The chain follows dependency direction: types first (no dependencies), then infrastructure (depends on types), then services (depends on infrastructure), then activation (depends on everything).

Monolith PR
Stacked PRs

PR #200: "Migrate payment processing" (2,400 LOC)
- New types
- Database migration
- Stripe client wrapper
- Payment service
- API routes
- 38 tests mixed together

Reviewers face a wall of changes. Hard to understand dependencies. Hard to revert partially.

PR #200: Types + schemas (180 LOC)           → main
PR #201: Database migration (220 LOC)         → #200
PR #202: Stripe client adapter (350 LOC)      → #201
PR #203: PaymentProcessingService (480 LOC)   → #202
PR #204: API routes + feature flag (320 LOC)  → #203

Each PR is reviewable in isolation. Each has focused tests. Each can be reverted independently.

Layered Review Model

Code review during modernization needs multiple layers. No single layer catches everything.

Layer	Type	What It Catches
1. Static Analysis	Automated	Type errors, lint violations, security patterns, formatting
2. CI/CD Pipeline	Automated	Test failures, build errors, dependency issues
3. AI Semantic Review	Automated	Logic correctness, edge cases, security anti-patterns, code quality
4. Human Review	Manual	Architecture fit, intent alignment, business logic, risk assessment
5. Human Approval	Manual	Merge authority, deployment readiness

What AI Reviews vs. What Humans Review

AI Catches

Logic correctness and edge cases
Security patterns (injection, auth bypass, secrets in code)
Code quality (naming, dead code, unused imports)
Pattern compliance (project conventions)
Common bugs (off-by-one, null dereference, race conditions)

Humans Evaluate

Intent: Is this the right thing to build?
Architecture: Does it fit the system’s direction?
Risk: What could go wrong in production?
Business logic: Does the domain behavior match reality?
Test quality: Are the tests testing the right things?
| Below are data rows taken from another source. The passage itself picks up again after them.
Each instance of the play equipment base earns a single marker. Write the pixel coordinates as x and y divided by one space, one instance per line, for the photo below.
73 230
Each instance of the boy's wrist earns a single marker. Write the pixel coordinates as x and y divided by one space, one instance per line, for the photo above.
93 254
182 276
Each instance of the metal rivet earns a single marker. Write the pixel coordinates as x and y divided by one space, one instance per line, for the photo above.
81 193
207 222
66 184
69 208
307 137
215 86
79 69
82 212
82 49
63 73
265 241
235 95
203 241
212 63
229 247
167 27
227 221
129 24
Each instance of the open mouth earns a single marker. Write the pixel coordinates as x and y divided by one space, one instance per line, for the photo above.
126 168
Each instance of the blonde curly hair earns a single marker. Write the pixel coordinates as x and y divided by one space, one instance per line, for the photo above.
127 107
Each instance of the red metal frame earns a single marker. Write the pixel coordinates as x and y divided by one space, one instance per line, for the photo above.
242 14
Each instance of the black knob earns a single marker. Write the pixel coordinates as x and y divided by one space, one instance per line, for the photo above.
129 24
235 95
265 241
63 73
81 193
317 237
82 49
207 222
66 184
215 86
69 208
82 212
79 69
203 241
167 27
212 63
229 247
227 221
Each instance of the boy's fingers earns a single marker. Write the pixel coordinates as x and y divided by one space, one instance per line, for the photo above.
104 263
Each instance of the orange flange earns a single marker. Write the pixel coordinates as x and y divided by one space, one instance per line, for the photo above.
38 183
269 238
AI review tools are good at finding things that are objectively wrong. Humans are needed for things that require judgment about what should be built and how it fits the bigger picture.

Issue Taxonomy

When reviewing, categorize findings by type and severity. This creates a shared vocabulary for the team and sets clear expectations about what blocks a merge.
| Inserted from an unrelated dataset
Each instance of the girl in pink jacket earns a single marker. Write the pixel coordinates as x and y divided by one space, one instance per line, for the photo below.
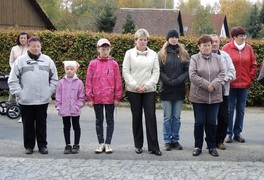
69 101
103 90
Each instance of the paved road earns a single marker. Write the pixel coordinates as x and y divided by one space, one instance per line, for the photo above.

Category	Severity	Examples	Blocks Merge?
Bug	Critical / High	Logic error, race condition, unhandled edge case	Yes
Security	Critical / High	Auth bypass, injection, secrets exposure, SSRF	Yes
Architecture	Medium / High	Boundary violation, tight coupling, DDD drift	Yes (if high)
Performance	Medium	N+1 queries, memory leak, unbounded collection	Depends
Pattern	Low / Medium	Style inconsistency, convention violation	No
Quality	Low	Missing test, unclear name, dead code	No

Severity threshold: Critical and High findings must be resolved before merge. Medium findings should be addressed or tracked. Low findings are suggestions.

Before Each Commit

A lightweight checklist that prevents common problems from entering the repository:

Check	Why
Tests pass	Regressions caught immediately
Build succeeds	Broken builds block the entire team
Lint/format clean	Consistent codebase, no noise in diffs
No TODO without ticket reference	TODOs without tickets are forgotten promises
No debug logging left behind	`console.log("here")` does not belong in production
No hardcoded secrets or credentials	Even in test code, use environment variables

Metrics Worth Tracking

Metric	Target	Why
PR size	Under 800 LOC	Smaller PRs get better reviews
Review turnaround	Under 24 hours	Long review queues stall modernization
Bug escape rate	Under 5% post-merge	Measures gate effectiveness
Test coverage (new code)	Over 80%	New modernization code needs strong coverage

These are starting points. Adjust targets based on your team’s velocity and risk tolerance. The point is to measure — without metrics, “quality” is just a feeling.